The Creative SoundBlaster Roar Pro’s sound is powered by 5 separate drivers and 2 dedicated amplifiers. There are two 1.5” high frequency speakers facing forward, a 2.5” subwoofer facing upward, and two passive bass radiators firing sideways. One amplifier is dedicated to bring out the best in those forward-facing drivers, and the other takes care of optimizing the subwoofer. The SoundBlaster Roar generally sounded better from a distance greater than 1 foot, where these sonic differences between the drivers are not noticeable.
  
The Roar Pro dwarfs many of the similarly-sized competitions when it comes to volume. This sound output can easily fill up a large bedroom and an average-sized living room. I remember playing Macklemore’s “Growing Up” with it in a park, I could hear the music loud and clear from 10 meters away. Even though I am a huge fan of loud music, I never feel the need to crank up the volume of the Roar Pro to more than 60% while using it in my two-bedroom apartment.
  
  
*Bass*
  
The bass of the Roar Pro is powerful, but not overwhelming. If you still want more bass prominence, you can activate the Tera Bass mode (with the Tera Bass button located on the back of the speaker). This mode works perfectly well with bass-centric music such as Hip Hop, R&B and Soul, everything has a deeper tone and more dynamics. But when there’s musical-oriented tracks being played, the lower bass could bleed into the lower mids, and cause certain notes to sound subdued. Audiophiles may find themselves turning on and off the Tera Bass mode very often.
  
*Mids*
  
The midrange frequencies are presented very well in general. The vocals, both male and female, are very defined and clean. I remember listening to Emeli Sande’s “Next to Me”, I could hear her voice piercing through the piano sound and people clapping in the background. And the contrast between the vocals and the instrument music could create very enjoyable dynamics.
  
*Treble*
  
The treble of the SoundBlaster Roar is smooth, bright, defined and full of intricate details.

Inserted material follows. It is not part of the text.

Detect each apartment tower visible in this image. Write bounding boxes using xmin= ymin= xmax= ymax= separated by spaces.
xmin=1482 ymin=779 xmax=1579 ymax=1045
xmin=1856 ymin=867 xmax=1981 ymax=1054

Even at the highest volume, it still doesn’t sound distorted, and there is no noise and rattling.
  
Generally, the sound reproduction is almost the same as it is on the recordings. There is very little coloring or processing involved. Some people may appreciate this balanced and neutral sound profile, but others may criticize the Roar Pro’s ruler-flat, and sometimes even uninvolving sound.
  
When using the Roar Pro out in the open or in a relatively large room, you can activate the “Roar” effect by pressing the Roar button on the top side of the speaker. This dramatically increases the overall sound output, overpowering the noises in the background. The Roar effect can also enlarge the soundstage, making the sound more space-filling, ideal for dance parties and outdoor activities.
  
  
*Creative SoundBlaster Roar Pro vs Monster Clarity HD*
  

  

  
Compared to budget speakers such as the Monster Clarity HD, the Roar Pro just sounded much better in every way. The bass was bigger and fatter, the mids and highs were much cleaner and more defined, with more details. At a relatively high volume, the Monster Clarity HD’s lightweight body couldn’t stabilize itself and began to move backwards on the table, but the Roar Pro still stood steadily.
  
  
*Creative SoundBlaster Roar vs Kef MUO*
  

  

  
Kef MUO is priced twice as much as the SoundBlaster Roar Pro, and is considered by many to be the best Hi-Fi sounding Bluetooth speaker. But the overall sound output at the highest volume is only half of what the Roar Pro can produce.
  
The Roar Pro has a very decent amount of bass and very nice lower extension, especially with the Tera Bass function activated. But the Kef Muo is weak in this area, not only does it lack the quantity of bass, we are also missing some real punch here. When it comes to clarity, the Kef Muo is probably second to none, even at the highest volume, the sound is still extremely defined and clean, but the Roar Pro’s bass starts to sound muddy at 80% of volume.
  
The Roar Pro’s sound reproduction lacks coloring and processing, and that’s exactly where the Kef MUO’s strength lies. The vocals are much more forward, Instrument separation and positioning are more accurate, and the treble is even brighter than the already bright Roar Pro.
  
  
*Battery Life*
  
According to Creative Lab’s advertising, the SoundBlaster Roar Pro can offer 10 hours of consecutive music playback, and they are not exaggerating. With 60% of volume, I can normally get 7-8 hours of battery life out of the speaker. If you turn down the volume a little, it is not impossible to get 10 hours of wireless music playback. This handily beat the B&O Beoplay A1 and A2, both of them could only last around 4 hours at 50% volume.
  
  
*Competitions*
  
Priced at only $172.25 on Amazon, it is also extremely affordable. However, there are many competitions in the same price range. The B&O Beoplay A1 may be superior in terms of overall sound quality, especially in the mids and highs, but only 3-4 hours’ battery life at 50% volume constantly drove me crazy when I was using it. Other Bluetooth speakers in this price range include the JBL Charge 3, the Bose SoundLink Mini 2, and UE Boom 2 Phantom. All three are solid for battery life, the JBL and UE speakers are even water-proof, but when it comes to overall sound quality, they are no match for the Roar Pro.
  
  
*Verdict*
  

  
The Creative SoundBlaster Roar Pro has found a perfect balance in volume, sound quality, portability and battery life, and it offers more functionalities than any other wireless speakers on the market. For people who are into the aesthetics of black technology, it is also one of the best-looking portable speakers available right now. I could easily recommend it to all of my friends as the best all-around speaker below $250. With that said, if sound quality is your absolute top priority and battery life is far down the list, then you should probably go for the Beoplay A1. And if you really care about the water-resistance and endurance, you should give a serious look at the JBL Charge 3.


----------



## biohazard31

Nice review bro, I just got mine 2 days ago. One of the best sounding bluetooth speaker for the price (got it for less than $175 during promotion).


----------



## Jupit3r

biohazard31 said:


> Nice review bro, I just got mine 2 days ago. One of the best sounding bluetooth speaker for the price (got it for less than $175 during promotion).


 
  
 Lucky u, hope you would enjoy it as much as I did. I really really adore the design.


----------



## Jupit3r

Really nice speakers, such a shame that nobody's paying attention to it.


----------